Explicit inverse of $x\mapsto\frac{1}{\alpha} (x+1)^{\frac{\alpha - 1}{\alpha}} | x - 1 |^{\frac{1}{\alpha}} \frac{\alpha(x - 1) + 2}{(x- 1)(x + 1)}$

Question

In the very same spirit as my previous question I am trying to find an explicit representation of the convex conjugate $f^*$ of the function $$ f \colon \mathbb R \to [0, \infty], \qquad x \mapsto | 1 - x |^{\frac{1}{a}} (1 + x)^{\frac{\alpha - 1}{\alpha}} + \iota_{[0, \infty)}(x), $$ where for any set $A$, the convex indicator function $\iota_{A}(x)$ is equal to $0$ for $x \in A$ and equal to $\infty$ else and $\alpha \in (0, 1)$.

Up to edge cases, this first boils down to finding the inverse of $$ f'(x) = \frac{1}{\alpha} (x+1)^{\frac{\alpha - 1}{\alpha}} | x - 1 |^{\frac{1}{\alpha}} \frac{\alpha(x - 1) + 2}{(x- 1)(x + 1)} = \frac{1}{\alpha} \left| \frac{x-1}{x+1}\right|^{\frac{1}{\alpha}} \left(\alpha + \frac{2}{(x- 1)}\right) $$ (to obtain $f^*(y) = y (f')^{-1}(y) - f((f')^{-1}(y))$.)

Due to the last term in parenthesis, I do not know how to invert $f'$, like it was done in this answer. We have that $f'$ is strictly monotonically increasing and continuous, so that it is bijective onto its range and hence invertible.

For $\alpha = \frac{2}{3}$, WolframAlpha gives an explicit inverse, which as a quite complicated expression, whereas for $\alpha = \frac{1}{\sqrt{2}}$, it can't find an answer in terms of standard mathematical functions.

Answer 1

$\def\a{\alpha}\DeclareMathOperator\I{I}$

Substitute $x=\frac{w+1}{w-1}$ (i.e. $w = \frac{x + 1}{x - 1}$):

$$\frac1\a\left|\frac{x+1}{x-1}\right|^\frac1\a\left(\a+\frac2{x-1}\right)=y\iff |w|^\frac1a-\frac w{\a y}-\frac{\a-1}{\a y}=0$$

For $y < 0$ there is a closed Wolfram language form via this post in section 1

$$x^r+ax+b=0\implies x=\frac{b r}{a(1-r)\text I^{-1}_\frac{b^{r-1}(r-1)}{a^r\left(\frac1r-1\right)^r}(r-1,2)}$$

where inverse beta regularized appears. Therefore:

$$\boxed{f(x)=|1-x|^\frac1\a(1+x)^\frac{\a-1}\a\implies (f’)^{-1}(x)=\frac2{\I^{-1}_{1-x}\left(2,\frac1\alpha-1\right)}-1,0\le x\le1}$$

testable here. Wolfram Alpha automatically reduces the solution to a radical form if possible.

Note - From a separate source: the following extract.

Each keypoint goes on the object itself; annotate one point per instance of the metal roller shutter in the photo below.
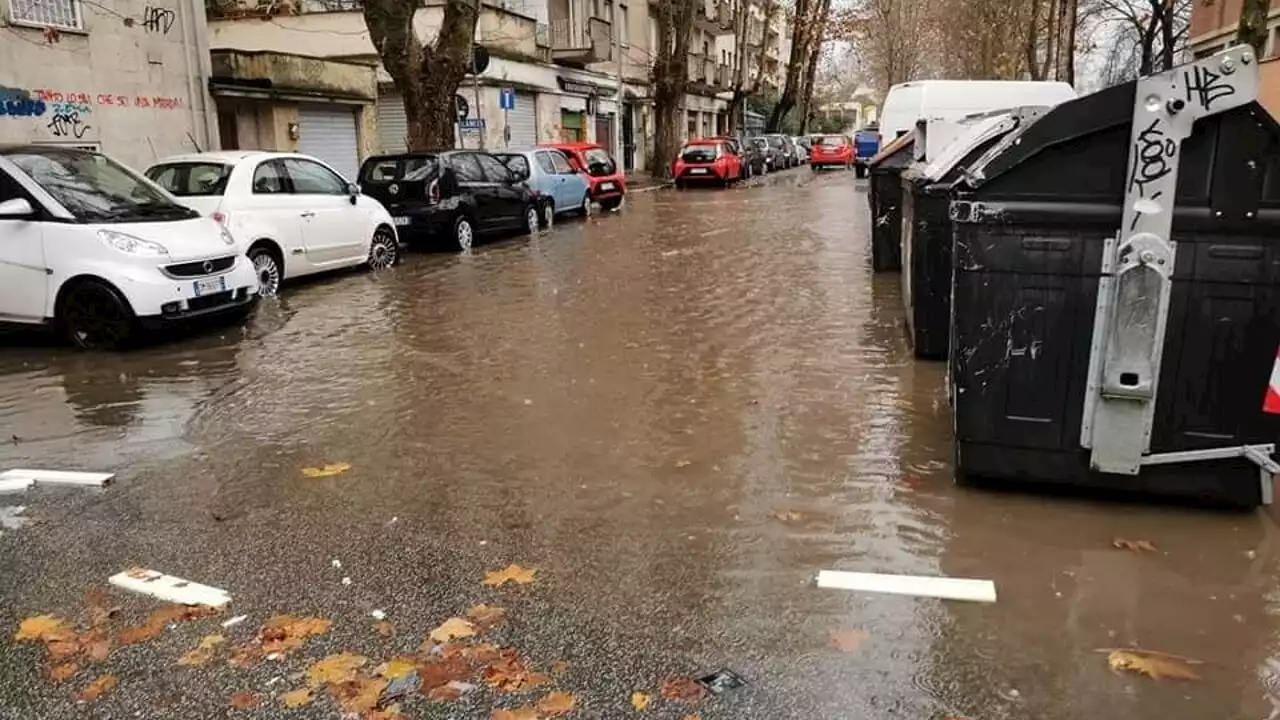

Using $(f’)^{-1}(y)=\frac2u-1$, then $f^*(y)=2\frac{y-|1-u|^\frac1a}u-y$ using algebra and software. $1-u$ from section 7 can be used again and the absolute value removed as $u\ge0$ to get $$\boxed{f^*(y)=2\frac{y-\I^{-1}_y\left(\frac1\a-1,2\right)^\frac1\a}{\I^{-1}_{1-y}\left(2,\frac1\a-1\right)}-y,0\le y\le 1}$$

There is probably also a series solution, with closed forms for possibly the entire domain of $f(x)$ which will be added later.